Cumulant train, bus, et parking, le noeud de communications de la gare permet d'assister, le samedi, à un phénomène social spectaculaire : on a l'impression que tout le département, toute la région peut-être, débarque en direction de la profusion de commerces, de vêtements pour l'essentiel, que l'on trouve sur l'axe est-ouest, rue Saint Jean, rue Saint Georges, voies réservées à la circulation du tramway, et des piétons.

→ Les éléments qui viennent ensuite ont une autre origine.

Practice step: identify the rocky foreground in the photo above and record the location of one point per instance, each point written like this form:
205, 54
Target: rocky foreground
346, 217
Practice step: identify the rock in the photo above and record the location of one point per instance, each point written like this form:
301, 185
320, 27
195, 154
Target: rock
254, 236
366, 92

Les badauds qui, par milliers, en rangs serrés, se retrouvent au centre ville donnent à penser que celui-ci joue ici un rôle ailleurs rempli par ces centres commerciaux périphériques, uniquement accessibles en voiture.

Naturellement, ce qui retient l'attention de l'amateur de modernité, ce n'est pas le piège à touristes de la place Stanislas et sa sévérité militaire, expression du pouvoir absolu tel qu'il se concevait encore au XVIIIème siècle mais, dans un genre diamétralement opposé, la remarquable richesse de la ville en matière d'Art Nouveau. Au tout début du XXème siècle, une bourgeoisie composée de médecins et d'ingénieurs, de professionals en somme, cumulant capital financier, social et intellectuel, a trouvé là un moyen de marquer sa distinction face à une bourgeoisie d'affaires plus conservatrice, et fourni leur clientèle aux Majorelle, Gallée et Daum. Le parc de Saurupt, l'Auteuil local en quelque sorte, à côté de vastes hôtels particuliers classiques, offre quelques monuments de l'Art Nouveau parmi lesquels, plutôt que le spectaculaire un peu vain de Lucien Weissenburger, on retiendra le travail moderne et original, moins porté sur la décoration que sur l'agencement de formes complexes en pierre, d'Emile André.
Henri Sauvage, bien connu des promeneurs parisiens, signe paradoxalement la plus exceptionnelle villa de la période, celle que Louis Majorelle fit édifier en 1901 pour son propre compte, à la fois démonstration, prototype et manifeste du mouvement. Elle est aussi exemplaire pas son destin, pusqu'elle abrita longtemps la DDE locale qui ne se priva pas de l'adapter à ses besoins, qu'elle sert aujourd'hui encore de bureaux au service départemental de l'architecture, qu'elle n'est pas encore restaurée, privée de l'essentiel de son mobilier et classée depuis à peine dix ans. La très jolie maison du docteur Spillmann de Lucien Weissenburger, toujours occupée par les services techniques municipaux, avec les dégradations usuelles, montre elle aussi le triste sort qui attend une architecture incomprise et passée de mode, réduite à sa fonction utilitaire, attendant, comme à Pessac les quartiers modernes Frugès, que quelques amateurs activistes, et quelques décideurs éclairés, viennent la réveiller.